In his prime, Jenkins was good for at or near 300 innings a season and at least 20 complete games a year. In 1971, the year he won the National League Cy Young Award, Fergie completed 30 of 39 starts and compiled 325 innings. Prior's career high is currently 211.1 innings pitched (2003), with less than a full year of minor league experience under his belt.

So what was Fergie's secret, and how did he avoid injury?

"I took care of myself," Jenkins answered. "Intestinal fortitude, knowing my body. I always got myself in good shape. I was probably in shape before I went to spring training. I used to ice skate, used to play hockey and played a little basketball. I used to run a lot. Running I think is probably the most important part of keeping the core of your body strong. Your legs are the core of your body. Pitching is done with your arm and with your head. Young kids, they think that throwing 95-plus is going to get everybody out.

"But they're totally wrong," he continued with a laugh. "You can change speeds, you can throw 75 to 80 and then 92 or 93, but learning how to pitch didn't come overnight. I learned it playing winter ball and I learned it playing in the minor leagues. I won some 40 games in the minor leagues before they brought me up."

In addition to preparation and experience, Jenkins believes it is essential to keep pitch counts low, something Prior and fellow injured right-hander Kerry Wood notoriously struggle with.

"The more people you strike out, the more pitches you've got to throw," he said. "The game isn't all about strikeouts, it's about making the hitter hit the ball. You've got seven capable fellows behind you, so why not utilize them? You've got to be smart, and smarter than the hitter."
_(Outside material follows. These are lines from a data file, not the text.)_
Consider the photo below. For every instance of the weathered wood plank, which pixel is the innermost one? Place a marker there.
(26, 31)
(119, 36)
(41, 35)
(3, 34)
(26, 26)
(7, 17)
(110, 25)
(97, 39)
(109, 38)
These days, Fergie's own life is about relaxation, family and his Ontario-based charitable foundation. Jenkins was the first Canadian-born player to reach the Baseball Hall of Fame in 1991.

"Oh, I'm relaxed," he said. "The wife and I live in the Phoenix area. I play golf and work on my foundation. I've got grandkids, so I see them all the time."

Jenkins started the Fergie Jenkins Foundation several years ago. The foundation supports several charities including: the Red Cross, the Canadian National Institute for the Blind, Special Olympics, the Juvenile Diabetes Research Foundation, and the YMCA.

"We do not turn down any charity that writes to our foundation wanting an item – like a dozen balls signed, a Cubs shirt, an autographed bat – if they want to raise money," he said.